Préface (par Charles Woeste)

(page V) Je n’ai connu M. Malou qu’assez tard. Quand, longtemps avant d’être honoré d’un mandat législatif, je suis entré dans la vie politique active, il semblait se complaire dans une sorte de demi-recueillement. Non pas qu’il se désintéressât complètement des affaires publiques : ceux qui ont eu l’honneur de conduire les hommes et qui savent tout le prix d’un si noble labeur ne se résignent pas aisément à une retraite absolue ; mais, frappé en pleine bataille par le coup de vent de 1857, dérouté par l’échec que le régime parlementaire avait essuyé dans cette année fatale, rejeté bientôt en 1859 dans la vie privée par l’ingratitude des électeurs d’Ypres, il estimait peut-être avoir le droit de se refugier dans un repos relatif. Rentré dans le Parlement par son élection au Sénat en 1862, il y avait tout de suite joué le rôle que lui assignaient ses éminentes facultés ; mais il paraissait hésiter à se jeter à nouveau dans les mêlées du dehors. C’est ainsi que, presque seul parmi les notabilités du parti catholique, il s’abstint de prendre part aux Congrès de Malines et aux œuvres multiples qui en sortirent. Il arriva de là que l’occasion ne vint pas immédiatement pour moi de lui être présenté à mes débuts. Il était et il resta, jusqu’en 1870, la réserve du parti catholique ; (page VI) les yeux restaient fixés sur lui, et on savait qu’aux heures décisives on ne pourrait se passer de son aide ; lui, il attendait.

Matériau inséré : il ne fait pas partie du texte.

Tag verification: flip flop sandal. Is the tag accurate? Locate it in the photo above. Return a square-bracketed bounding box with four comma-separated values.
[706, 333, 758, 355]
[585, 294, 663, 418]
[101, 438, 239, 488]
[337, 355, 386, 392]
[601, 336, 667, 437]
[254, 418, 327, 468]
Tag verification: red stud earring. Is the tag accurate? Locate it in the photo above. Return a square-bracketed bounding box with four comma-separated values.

Les fortunes diverses qui assaillirent le parti catholique pendant les années 1870 et 1871 commandèrent, par deux fois de faire appel à son dévouement et de lui offrir un poste ministériel. La première fois, il s’agissait, à l’heure difficile de la guerre franco-allemande, d’apporter au cabinet d’Anethan l’appui de son expérience consommée et de son esprit éclairé ; mais ce fut très passager ; il se retira dès que la situation fut raffermie. La seconde fois, ce fut un concours ou plutôt une direction durable qu’on sollicita de lui. Il ne tergiversa pas l’intérêt de la cause à laquelle il avait voué le meilleur de sa vie l’exigeait ; il devint le Chef d’un ministère qui devait rester sept ans au pouvoir. Ce n’était pas un spectacle banal que celui d’un tel avènement. M. Malou avait été dépeint longtemps comme l’homme des réactions les plus dangereuses, et voici que, pour sortir d’une des crises politiques les plus graves que le pays eût traversées, tout le monde l’envisageait comme l’homme nécessaire c’est la preuve qu’à travers bien des injustices accidentelles l’opinion, par un sûr instinct, sait rendre hommage au véritable mérite et apprécier les supériorités.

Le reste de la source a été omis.